I remember the reason for taking that picture. The very first thought activated by what I saw should be remembered, since it will determine the way of picture acquiring. Within this impulsive thought there may also reside the image title that I want to use for that image.
I study the object of my interest, noticing its shapes, its shadows, its texture, the kind of light it appears in… and whenever possible, I try also to see it from other angles, other POV’s (points-of-view) so to also take some alternative pictures. It will help me choose the approach to this particular theme, and to arrange the camera settings to record what I see in the way I think of it, and as correctly as can be done. A photo has to be well-taken; post-process is mainly for corrections.
Now, the books dealing with how to take correct photos are so plentiful that there really is no need to describe the actual photo-taking. What is not so abundant is how to form the way of thinking about it.
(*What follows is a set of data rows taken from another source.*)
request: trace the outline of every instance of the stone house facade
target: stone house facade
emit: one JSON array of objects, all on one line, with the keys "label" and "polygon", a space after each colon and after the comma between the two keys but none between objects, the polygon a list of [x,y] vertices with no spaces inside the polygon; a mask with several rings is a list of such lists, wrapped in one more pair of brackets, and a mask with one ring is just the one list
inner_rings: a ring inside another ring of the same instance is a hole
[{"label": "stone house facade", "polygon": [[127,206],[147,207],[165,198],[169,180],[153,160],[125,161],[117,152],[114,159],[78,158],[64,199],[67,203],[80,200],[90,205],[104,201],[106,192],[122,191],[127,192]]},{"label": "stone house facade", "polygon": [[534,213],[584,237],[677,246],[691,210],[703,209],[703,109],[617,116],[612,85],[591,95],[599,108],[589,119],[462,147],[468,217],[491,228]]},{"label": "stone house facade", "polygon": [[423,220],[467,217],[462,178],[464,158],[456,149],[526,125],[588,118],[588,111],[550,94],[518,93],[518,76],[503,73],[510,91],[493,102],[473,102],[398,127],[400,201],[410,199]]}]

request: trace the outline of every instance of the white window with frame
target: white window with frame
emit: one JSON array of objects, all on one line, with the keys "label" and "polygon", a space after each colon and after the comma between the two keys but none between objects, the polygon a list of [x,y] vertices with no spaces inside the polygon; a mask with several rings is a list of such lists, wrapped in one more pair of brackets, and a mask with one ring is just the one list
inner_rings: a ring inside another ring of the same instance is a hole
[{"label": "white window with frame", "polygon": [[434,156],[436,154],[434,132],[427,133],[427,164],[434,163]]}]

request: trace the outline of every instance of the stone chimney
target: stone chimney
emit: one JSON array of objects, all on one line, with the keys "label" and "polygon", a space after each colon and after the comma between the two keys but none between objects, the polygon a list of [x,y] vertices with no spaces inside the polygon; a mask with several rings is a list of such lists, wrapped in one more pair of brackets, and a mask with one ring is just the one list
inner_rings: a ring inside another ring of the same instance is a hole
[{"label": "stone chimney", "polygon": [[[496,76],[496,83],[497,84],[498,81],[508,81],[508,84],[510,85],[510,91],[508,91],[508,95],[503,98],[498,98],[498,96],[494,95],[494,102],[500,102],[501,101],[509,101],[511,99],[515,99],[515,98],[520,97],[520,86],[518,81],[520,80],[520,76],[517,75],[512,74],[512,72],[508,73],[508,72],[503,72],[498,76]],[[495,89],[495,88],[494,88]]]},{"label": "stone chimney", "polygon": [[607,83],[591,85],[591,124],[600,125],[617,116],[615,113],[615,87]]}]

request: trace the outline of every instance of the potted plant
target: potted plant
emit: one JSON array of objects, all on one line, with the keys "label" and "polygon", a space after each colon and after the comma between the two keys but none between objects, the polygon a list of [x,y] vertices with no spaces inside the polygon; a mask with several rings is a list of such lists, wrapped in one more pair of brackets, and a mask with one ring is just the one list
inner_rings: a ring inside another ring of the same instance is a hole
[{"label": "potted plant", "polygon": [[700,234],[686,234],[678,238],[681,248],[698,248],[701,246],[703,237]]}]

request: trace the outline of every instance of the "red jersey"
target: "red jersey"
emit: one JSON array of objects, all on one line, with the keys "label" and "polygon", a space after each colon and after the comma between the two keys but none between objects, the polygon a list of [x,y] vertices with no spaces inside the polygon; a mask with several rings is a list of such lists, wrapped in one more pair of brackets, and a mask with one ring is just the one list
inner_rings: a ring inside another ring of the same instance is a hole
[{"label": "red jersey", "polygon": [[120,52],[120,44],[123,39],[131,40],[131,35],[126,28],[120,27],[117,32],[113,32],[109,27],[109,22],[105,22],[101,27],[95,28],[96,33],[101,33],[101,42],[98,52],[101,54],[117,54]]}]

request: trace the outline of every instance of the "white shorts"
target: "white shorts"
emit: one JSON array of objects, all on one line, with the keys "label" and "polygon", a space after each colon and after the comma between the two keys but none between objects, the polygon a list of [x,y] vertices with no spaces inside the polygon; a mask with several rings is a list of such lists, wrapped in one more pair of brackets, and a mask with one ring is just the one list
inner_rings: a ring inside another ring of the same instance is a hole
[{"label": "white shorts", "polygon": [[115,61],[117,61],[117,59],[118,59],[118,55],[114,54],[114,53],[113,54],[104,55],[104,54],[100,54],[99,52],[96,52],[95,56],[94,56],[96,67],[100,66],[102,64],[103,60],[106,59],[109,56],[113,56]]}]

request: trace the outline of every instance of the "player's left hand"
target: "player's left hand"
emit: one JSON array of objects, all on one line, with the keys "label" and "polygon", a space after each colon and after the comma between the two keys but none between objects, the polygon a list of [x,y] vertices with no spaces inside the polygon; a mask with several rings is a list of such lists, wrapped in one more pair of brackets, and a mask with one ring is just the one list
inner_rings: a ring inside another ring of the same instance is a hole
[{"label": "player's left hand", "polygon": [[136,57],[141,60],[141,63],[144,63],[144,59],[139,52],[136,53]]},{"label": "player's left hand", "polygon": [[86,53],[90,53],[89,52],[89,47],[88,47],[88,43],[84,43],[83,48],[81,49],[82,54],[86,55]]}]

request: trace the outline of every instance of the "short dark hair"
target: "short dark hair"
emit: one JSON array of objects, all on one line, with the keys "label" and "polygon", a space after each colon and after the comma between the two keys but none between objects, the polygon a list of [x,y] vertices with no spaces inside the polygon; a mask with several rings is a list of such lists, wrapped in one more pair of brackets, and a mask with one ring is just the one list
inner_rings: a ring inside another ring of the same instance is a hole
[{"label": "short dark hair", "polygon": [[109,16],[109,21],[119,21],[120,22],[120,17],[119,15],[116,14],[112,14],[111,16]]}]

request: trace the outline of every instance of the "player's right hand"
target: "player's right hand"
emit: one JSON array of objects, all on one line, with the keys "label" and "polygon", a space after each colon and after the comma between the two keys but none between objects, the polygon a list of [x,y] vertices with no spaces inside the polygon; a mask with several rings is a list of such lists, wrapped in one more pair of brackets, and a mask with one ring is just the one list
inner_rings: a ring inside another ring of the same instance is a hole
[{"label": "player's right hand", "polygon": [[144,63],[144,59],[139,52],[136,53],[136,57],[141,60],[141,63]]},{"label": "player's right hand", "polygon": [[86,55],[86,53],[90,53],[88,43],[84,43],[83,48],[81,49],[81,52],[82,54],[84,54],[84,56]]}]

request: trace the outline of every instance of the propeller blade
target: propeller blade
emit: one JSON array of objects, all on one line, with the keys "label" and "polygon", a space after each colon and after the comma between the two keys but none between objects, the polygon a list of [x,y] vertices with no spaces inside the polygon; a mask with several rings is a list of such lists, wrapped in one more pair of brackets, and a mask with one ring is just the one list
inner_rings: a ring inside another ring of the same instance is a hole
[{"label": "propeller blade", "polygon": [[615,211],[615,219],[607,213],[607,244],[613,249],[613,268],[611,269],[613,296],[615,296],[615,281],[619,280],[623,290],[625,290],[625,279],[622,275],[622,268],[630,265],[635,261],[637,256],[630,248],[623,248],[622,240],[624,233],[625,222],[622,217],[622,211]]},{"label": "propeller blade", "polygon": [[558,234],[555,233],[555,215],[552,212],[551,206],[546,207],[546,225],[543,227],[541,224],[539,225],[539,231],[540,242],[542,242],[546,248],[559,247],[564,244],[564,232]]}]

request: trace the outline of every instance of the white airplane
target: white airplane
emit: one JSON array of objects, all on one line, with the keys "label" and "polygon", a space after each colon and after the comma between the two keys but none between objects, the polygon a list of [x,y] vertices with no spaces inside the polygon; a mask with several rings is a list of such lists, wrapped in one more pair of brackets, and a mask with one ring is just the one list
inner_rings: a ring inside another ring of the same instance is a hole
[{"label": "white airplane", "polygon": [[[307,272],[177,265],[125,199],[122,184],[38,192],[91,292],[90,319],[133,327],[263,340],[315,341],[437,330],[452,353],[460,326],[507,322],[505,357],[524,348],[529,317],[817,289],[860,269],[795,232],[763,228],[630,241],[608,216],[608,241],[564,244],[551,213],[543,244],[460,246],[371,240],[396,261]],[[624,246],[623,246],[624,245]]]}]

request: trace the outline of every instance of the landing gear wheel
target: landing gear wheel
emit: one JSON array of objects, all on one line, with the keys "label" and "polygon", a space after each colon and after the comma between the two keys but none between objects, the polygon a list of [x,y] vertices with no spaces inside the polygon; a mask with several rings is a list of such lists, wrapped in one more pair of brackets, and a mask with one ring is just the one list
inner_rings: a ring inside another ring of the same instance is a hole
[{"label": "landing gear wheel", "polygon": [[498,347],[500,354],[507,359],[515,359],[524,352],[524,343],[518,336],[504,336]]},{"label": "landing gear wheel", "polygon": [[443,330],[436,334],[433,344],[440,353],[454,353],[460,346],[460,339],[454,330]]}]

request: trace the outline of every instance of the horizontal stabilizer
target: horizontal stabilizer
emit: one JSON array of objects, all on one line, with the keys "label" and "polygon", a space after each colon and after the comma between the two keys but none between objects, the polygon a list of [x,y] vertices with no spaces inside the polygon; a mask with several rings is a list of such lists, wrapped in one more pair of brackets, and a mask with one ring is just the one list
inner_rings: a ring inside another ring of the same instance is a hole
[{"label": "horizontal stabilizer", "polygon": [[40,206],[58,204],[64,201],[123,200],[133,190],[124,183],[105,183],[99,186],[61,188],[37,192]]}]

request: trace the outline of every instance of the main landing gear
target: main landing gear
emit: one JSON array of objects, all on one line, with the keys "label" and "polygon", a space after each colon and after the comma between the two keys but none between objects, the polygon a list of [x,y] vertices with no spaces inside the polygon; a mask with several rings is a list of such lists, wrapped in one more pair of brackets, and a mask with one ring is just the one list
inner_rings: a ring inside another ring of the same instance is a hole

The technical part of photo-taking is readily available in User Manuals, and one should read those with care and concentration, possibly more than once. Every camera nowadays can do much more than snap off a shot at its Auto setting, and photographers should not dismiss all the other valuable info by thinking “it can do everything by itself, mine is to point and press the trigger”.
So we come to the DON’T part, and it may be of even greater importance. What should not be done?
Well, photos should not be just snapped in the “off-the-hip” manner, thinking “something will remain” or, God forbid, “my camera will do it correctly – it says so in the advertising”!
True, some photos at some moments will be shot in the gunslinger's fashion, but only if there is no other way to react. These moments are pretty rare. So, anticipation and readiness also appear to be an important part of photographer’s thinking. But in absolutely no cases will a photo taken that way be exempt from some post-process corrections.
Some people seem to think, “only out-of-camera photos are genuine, all post-processed images are manipulated and thus falsificates”. Is it really so? Do not forget that your camera has been pre-programmed. What arrives to the memory card has been very much processed in the analog-to-digital route between the sensor data and the final file! In other words, there are no “genuine” pictures on any memory card anywhere. And this programming goes all the way from lens construction, type, coatings, shutter type and speed, aperture setting, to sensitivity setting, etcetera… Thus, what you see and what the camera gets differs a lot.
The long and short of it is, every image needs post-processing corrections, and there is rarely an image that appears optimal straight from the memory card. What’s more, the same goes for analog cameras too, since even the smallest differences in film or print processing inevitably changes the final outcome. And there were, and still are, some ways to influence even the slide films, otherwise known for the minimum of chemical processing these required.